You have more than once asserted that "narrativist" 5e D&D is a thing.

I'm still waiting for the examples.
 

niklinna

satisfied?
Is "writer's room" just another restatement of the "don't let me make decisions outside my character's actions" thing? That's a usual sticking point, because it's either vitally important, or eye-rollingly unrealistic depending on your perspective.
That's only one small part of "writers' room". It's more about crafting the story as an object or artifact to be presented (or enjoyed later) in a particular way, as opposed to letting a story emerge. Yes, in a writers' room everybody is more or less free to suggest actions for any character, PC or NPC, but more significantly, they can change facts "retroactively" or lay out a sequence of "future" events, as long as they get buy-in from everybody else (which may be through regular dialogue or through some formalized system). I use scare quotes there because it's also entirely possible in a writers' room situation to craft a story out of temporal sequence, just as some crafted stories present their events out of temporal sequence.

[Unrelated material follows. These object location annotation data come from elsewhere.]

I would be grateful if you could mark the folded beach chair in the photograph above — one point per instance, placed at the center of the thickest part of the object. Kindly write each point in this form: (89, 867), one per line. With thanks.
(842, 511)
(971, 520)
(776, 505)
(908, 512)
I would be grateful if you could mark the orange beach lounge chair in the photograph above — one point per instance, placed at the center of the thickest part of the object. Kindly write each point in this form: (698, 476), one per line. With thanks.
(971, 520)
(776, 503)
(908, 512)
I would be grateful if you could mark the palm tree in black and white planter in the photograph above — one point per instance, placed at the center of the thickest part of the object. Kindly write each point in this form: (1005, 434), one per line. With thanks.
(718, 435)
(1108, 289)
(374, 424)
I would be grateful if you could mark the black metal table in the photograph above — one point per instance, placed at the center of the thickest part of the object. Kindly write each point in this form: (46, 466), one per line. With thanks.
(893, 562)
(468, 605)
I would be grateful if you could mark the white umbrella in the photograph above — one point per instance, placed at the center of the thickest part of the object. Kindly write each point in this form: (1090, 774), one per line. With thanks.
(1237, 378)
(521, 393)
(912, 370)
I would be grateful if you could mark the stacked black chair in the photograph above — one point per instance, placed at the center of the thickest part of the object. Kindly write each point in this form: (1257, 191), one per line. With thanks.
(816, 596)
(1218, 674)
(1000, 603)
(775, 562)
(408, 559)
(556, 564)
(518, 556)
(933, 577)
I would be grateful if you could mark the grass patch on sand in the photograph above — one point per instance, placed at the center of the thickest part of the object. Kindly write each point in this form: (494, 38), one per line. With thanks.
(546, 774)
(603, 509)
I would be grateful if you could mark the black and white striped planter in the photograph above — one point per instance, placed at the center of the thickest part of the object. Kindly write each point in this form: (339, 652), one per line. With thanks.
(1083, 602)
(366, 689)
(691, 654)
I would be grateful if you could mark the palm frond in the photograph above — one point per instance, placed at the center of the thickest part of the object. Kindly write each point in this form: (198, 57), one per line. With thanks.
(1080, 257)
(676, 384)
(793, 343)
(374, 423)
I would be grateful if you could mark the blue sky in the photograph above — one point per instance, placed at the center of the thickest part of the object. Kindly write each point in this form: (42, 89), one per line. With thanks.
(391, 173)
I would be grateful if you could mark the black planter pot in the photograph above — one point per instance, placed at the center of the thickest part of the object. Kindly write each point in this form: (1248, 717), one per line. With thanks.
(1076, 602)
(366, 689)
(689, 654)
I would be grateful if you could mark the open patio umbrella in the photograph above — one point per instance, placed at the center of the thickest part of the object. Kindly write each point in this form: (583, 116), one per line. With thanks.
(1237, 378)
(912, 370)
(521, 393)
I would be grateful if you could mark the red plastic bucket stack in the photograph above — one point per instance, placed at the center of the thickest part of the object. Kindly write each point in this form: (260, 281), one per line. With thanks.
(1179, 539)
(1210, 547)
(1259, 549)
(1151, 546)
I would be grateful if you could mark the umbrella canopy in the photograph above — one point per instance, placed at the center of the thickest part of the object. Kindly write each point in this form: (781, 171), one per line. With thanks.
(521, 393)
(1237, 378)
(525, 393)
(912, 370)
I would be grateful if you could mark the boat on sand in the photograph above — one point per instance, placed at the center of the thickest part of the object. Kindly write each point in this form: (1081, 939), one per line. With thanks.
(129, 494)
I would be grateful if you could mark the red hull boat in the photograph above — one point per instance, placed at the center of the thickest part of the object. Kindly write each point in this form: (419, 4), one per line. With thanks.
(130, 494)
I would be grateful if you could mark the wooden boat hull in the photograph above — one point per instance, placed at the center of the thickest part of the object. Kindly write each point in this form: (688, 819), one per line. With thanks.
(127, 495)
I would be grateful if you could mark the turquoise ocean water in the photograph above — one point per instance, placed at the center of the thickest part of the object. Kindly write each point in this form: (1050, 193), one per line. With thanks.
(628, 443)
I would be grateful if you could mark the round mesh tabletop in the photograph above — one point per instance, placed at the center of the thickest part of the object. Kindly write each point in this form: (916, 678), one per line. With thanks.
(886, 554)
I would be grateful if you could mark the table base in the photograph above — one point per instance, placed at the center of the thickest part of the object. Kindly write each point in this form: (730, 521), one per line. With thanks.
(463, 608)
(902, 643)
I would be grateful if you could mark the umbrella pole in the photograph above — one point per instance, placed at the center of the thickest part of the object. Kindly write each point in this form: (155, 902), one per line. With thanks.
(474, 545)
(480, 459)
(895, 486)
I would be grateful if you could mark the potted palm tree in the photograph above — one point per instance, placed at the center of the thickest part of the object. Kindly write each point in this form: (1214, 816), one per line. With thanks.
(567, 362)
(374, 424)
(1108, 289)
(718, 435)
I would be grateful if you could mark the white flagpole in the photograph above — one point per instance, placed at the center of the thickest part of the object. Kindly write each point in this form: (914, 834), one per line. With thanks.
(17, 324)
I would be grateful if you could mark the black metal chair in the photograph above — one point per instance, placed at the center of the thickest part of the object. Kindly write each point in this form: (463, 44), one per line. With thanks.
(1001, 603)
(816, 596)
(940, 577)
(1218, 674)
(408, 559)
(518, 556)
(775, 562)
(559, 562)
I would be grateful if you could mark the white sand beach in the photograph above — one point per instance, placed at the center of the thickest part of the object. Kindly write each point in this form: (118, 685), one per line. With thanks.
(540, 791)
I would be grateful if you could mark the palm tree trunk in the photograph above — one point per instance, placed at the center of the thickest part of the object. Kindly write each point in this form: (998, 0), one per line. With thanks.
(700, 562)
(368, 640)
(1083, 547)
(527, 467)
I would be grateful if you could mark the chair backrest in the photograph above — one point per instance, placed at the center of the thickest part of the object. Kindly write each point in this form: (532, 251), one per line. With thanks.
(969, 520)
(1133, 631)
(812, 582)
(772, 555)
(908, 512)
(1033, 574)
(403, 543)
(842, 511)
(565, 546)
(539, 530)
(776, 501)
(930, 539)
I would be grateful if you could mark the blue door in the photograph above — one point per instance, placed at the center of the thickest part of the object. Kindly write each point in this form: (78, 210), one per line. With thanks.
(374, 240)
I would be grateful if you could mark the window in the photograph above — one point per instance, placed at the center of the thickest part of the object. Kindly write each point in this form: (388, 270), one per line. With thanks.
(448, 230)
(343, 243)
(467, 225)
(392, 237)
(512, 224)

I respect @kenada immensely for the design work to try and circle the square by aggressively foregrounding consequences as a compromise position. It's essentially taking a thing I've brought up as a solution to agency in rulings play "let the PCs propose actions, and be informed of the resolution method and consequences before committing to the check," just workshopped down small enough to be a usable mechanic.
How is it a compromise when it's doing what he wants?

Fundamentally, I don't think I'd ever be happy with that being anything but a strictly predetermined system side outcome. I simply don't see any way that negotiating position can't be harmful to immersion. That unique alchemy is performed, in my opinion, by limiting the space between character and player decision making as much as possible. Characters are incapable of negotiating with reality; the consequences of their actions are intrinsic to the actions themselves. "Realism" is usually just a proxy for completeness, along with a sniff test for believability of system defined outcomes.
Ah, this must be getting back to the narrow idea of "writers' room" above. I don't find it harmful to my immersion to propose complications and such, although I can see how it could be for others (also depending on one's personal idea of "immersion"). And, no system could be complete enough to cover every possible outcome (other than simple succeed/fail I suppose?). The second you step outside that binary, you have GM fiat when unbounded by system or when bounded by system (in which case it is no longer actually fiat, but constrained in some agreed-upon way).

I'm not sure what you mean by "completeness".
 

FrogReaver

As long as i get to be the frog

Campbell

Relaxed Intensity
There is no such thing as an incorrect reading of the GM's role that is not specific to a given game (the role does not exist outside of the game). The roles we assume at the table are artifacts of game design, not some essential component of the medium. How we break down the authority and expectations we place on each other is something we very much get to design.